A car went up the street and turned at the corner, leaving a taint of exhaust heavy on the air. Two kids on bicycles chased each other up the opposite sidewalk. The leaves of the trees curled in on themselves. And then they were on the street itself, Peck Wilson's street-an abrupt right at the corner and there was the house where the U-Haul had been parked, and there, across the street and half a dozen houses down, partially obscured by the shrubs and trees and the line of cars parked along the curb, was the house they'd come to visit. She felt Bridger tense at her side, both of them straining to see as they strolled hand in hand up the walk, each step bringing them closer. Bridger stripped off his sunglasses-Peck Wilson's sunglasses-as if to see better. They were directly across from the house now, trying to act casual, but there was nothing to see as far as she could tell.

“What do you think?” Bridger said.

They were still walking, moving past the house and heading for the end of the block, the sun lying in stripes across the sidewalk ahead of them, somebody's sprinkler going, a dog showing its teeth from behind a rusted iron fence. “I don't know,” she said, feeling all the air go out of her, “it looks closed up to me.”

He had his shoulders thrown back, his head cocked in a way she recognized: he was agitated, keyed up, almost twitching with all that testosterone charging through him. She remembered a lecture she'd attended in college-an animal behaviorist, a woman who'd worked with the chimps of Gombe and the bonobos in the Congo, showed a film of the males working themselves up in threat display, and all the students, all of her deaf compatriots, had burst into laughter. They didn't need to go to Africa to study body language-they saw it every minute of every day.
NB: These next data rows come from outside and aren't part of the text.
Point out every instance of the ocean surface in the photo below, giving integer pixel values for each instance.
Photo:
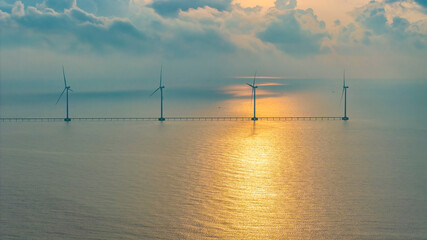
(359, 179)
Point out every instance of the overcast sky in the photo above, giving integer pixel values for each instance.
(208, 41)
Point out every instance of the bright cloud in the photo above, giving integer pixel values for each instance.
(277, 36)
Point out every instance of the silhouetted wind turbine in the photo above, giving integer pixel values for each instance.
(344, 93)
(66, 88)
(161, 95)
(253, 96)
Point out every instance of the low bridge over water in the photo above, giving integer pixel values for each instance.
(169, 119)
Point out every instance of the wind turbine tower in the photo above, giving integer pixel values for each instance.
(66, 88)
(344, 92)
(161, 95)
(254, 87)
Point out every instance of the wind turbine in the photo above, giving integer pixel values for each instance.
(161, 95)
(66, 88)
(344, 93)
(253, 96)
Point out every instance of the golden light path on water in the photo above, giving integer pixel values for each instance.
(252, 185)
(246, 181)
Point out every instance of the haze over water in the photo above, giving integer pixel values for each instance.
(361, 179)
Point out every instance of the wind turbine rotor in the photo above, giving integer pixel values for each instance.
(63, 73)
(254, 80)
(61, 95)
(155, 91)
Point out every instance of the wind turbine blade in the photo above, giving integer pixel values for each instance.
(254, 79)
(63, 73)
(161, 73)
(155, 91)
(61, 95)
(342, 95)
(343, 78)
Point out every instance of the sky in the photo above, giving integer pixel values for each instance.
(118, 43)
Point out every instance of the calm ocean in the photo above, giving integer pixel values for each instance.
(361, 179)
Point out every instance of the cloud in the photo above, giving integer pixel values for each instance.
(285, 4)
(171, 8)
(398, 31)
(105, 7)
(297, 33)
(59, 5)
(71, 30)
(420, 2)
(76, 31)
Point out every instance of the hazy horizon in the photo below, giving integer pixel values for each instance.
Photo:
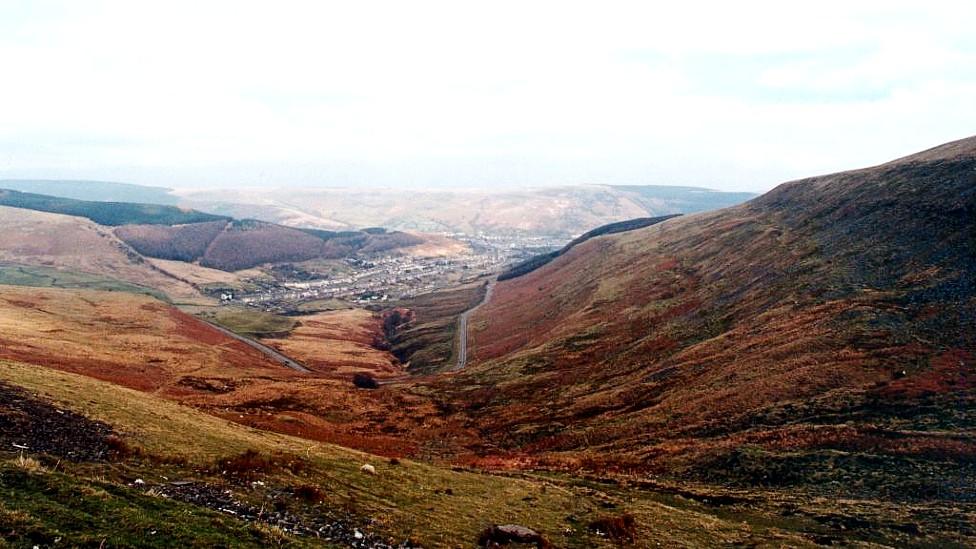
(446, 95)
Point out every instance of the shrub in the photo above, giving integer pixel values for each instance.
(622, 528)
(309, 493)
(250, 463)
(364, 381)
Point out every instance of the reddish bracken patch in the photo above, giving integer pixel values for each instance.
(953, 371)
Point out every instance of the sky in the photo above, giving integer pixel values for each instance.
(727, 95)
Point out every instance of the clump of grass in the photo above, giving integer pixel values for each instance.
(248, 465)
(29, 464)
(273, 535)
(309, 493)
(621, 528)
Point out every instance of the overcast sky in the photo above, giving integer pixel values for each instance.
(730, 95)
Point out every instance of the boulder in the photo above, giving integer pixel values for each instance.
(505, 534)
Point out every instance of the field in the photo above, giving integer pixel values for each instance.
(106, 213)
(246, 321)
(436, 506)
(791, 341)
(77, 245)
(564, 211)
(422, 330)
(46, 277)
(340, 343)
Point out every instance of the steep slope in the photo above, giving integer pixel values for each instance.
(105, 213)
(101, 191)
(76, 244)
(834, 314)
(563, 211)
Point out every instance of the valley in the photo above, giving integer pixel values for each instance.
(797, 370)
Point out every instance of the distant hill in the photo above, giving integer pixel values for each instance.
(821, 335)
(563, 212)
(534, 263)
(683, 199)
(172, 233)
(106, 213)
(99, 191)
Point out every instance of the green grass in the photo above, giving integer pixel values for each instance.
(45, 508)
(86, 503)
(47, 277)
(248, 322)
(106, 213)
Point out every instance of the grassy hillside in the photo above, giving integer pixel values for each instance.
(682, 199)
(534, 263)
(180, 242)
(105, 213)
(88, 500)
(242, 244)
(101, 191)
(818, 336)
(422, 330)
(46, 277)
(76, 245)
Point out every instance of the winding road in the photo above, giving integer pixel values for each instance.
(261, 347)
(463, 328)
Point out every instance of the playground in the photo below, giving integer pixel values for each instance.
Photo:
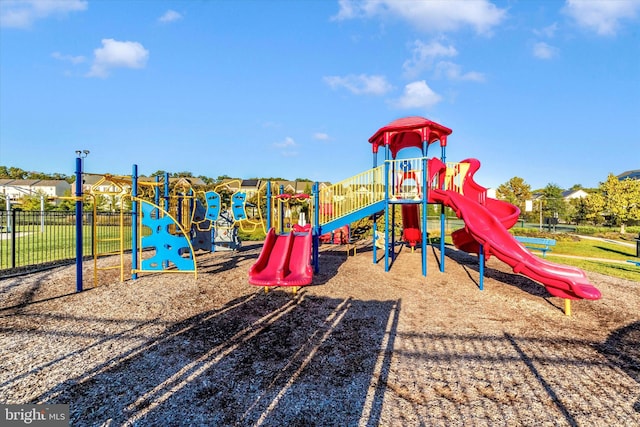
(360, 346)
(393, 328)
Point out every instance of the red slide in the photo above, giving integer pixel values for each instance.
(485, 227)
(285, 260)
(411, 224)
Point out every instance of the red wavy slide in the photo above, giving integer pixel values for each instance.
(484, 226)
(285, 260)
(411, 225)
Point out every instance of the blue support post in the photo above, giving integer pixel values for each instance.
(166, 191)
(425, 189)
(156, 191)
(269, 206)
(481, 266)
(281, 210)
(79, 208)
(375, 220)
(385, 240)
(134, 221)
(443, 158)
(317, 230)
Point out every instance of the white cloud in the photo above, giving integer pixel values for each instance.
(170, 16)
(602, 16)
(423, 56)
(548, 31)
(417, 95)
(428, 16)
(453, 71)
(23, 13)
(69, 58)
(117, 54)
(542, 50)
(287, 143)
(361, 84)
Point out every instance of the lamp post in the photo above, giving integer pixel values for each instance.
(80, 156)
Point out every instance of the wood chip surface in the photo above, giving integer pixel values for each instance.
(361, 346)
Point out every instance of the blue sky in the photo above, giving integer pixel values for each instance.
(545, 90)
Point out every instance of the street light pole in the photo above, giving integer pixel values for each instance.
(80, 155)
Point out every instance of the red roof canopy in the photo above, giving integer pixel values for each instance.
(409, 132)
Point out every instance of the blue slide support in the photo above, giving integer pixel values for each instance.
(134, 221)
(79, 248)
(425, 189)
(442, 217)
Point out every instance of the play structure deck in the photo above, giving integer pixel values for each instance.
(413, 183)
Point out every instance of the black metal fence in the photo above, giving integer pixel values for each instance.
(34, 239)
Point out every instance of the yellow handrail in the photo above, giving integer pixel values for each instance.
(351, 194)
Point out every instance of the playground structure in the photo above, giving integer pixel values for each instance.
(413, 183)
(168, 223)
(169, 226)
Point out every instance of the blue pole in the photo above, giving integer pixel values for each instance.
(425, 189)
(156, 191)
(134, 221)
(281, 210)
(317, 229)
(79, 248)
(166, 191)
(375, 220)
(481, 266)
(443, 157)
(269, 207)
(385, 239)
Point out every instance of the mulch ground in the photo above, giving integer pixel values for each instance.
(361, 346)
“Yeah, but all these houses look closed up,” he said, bringing his face so near she could smell the residue of the bacon on his breath, “because everybody's just hunkered down in front of the TV with the air conditioner going full blast. We need to”-but she missed the rest of it because they were crossing the street at the corner now, nice and square, nice and rectilinear, up on the far sidewalk and swing left, the cars idling at the light with their windows rolled up and their own air conditioners delivering the goods. The heat rose up off the pavement and hit her in the face as if she were walking through a wall and letting it crumble round her.

And then everything suddenly speeded up, fast forward to the end, the sun, the trees, the sidewalks and cars all dissolving in a blur that crystallized in the rear bumper of a wine-red Mercedes shooting past them, the right turn blinker on and a little girl's limp doll pressed to the window in back.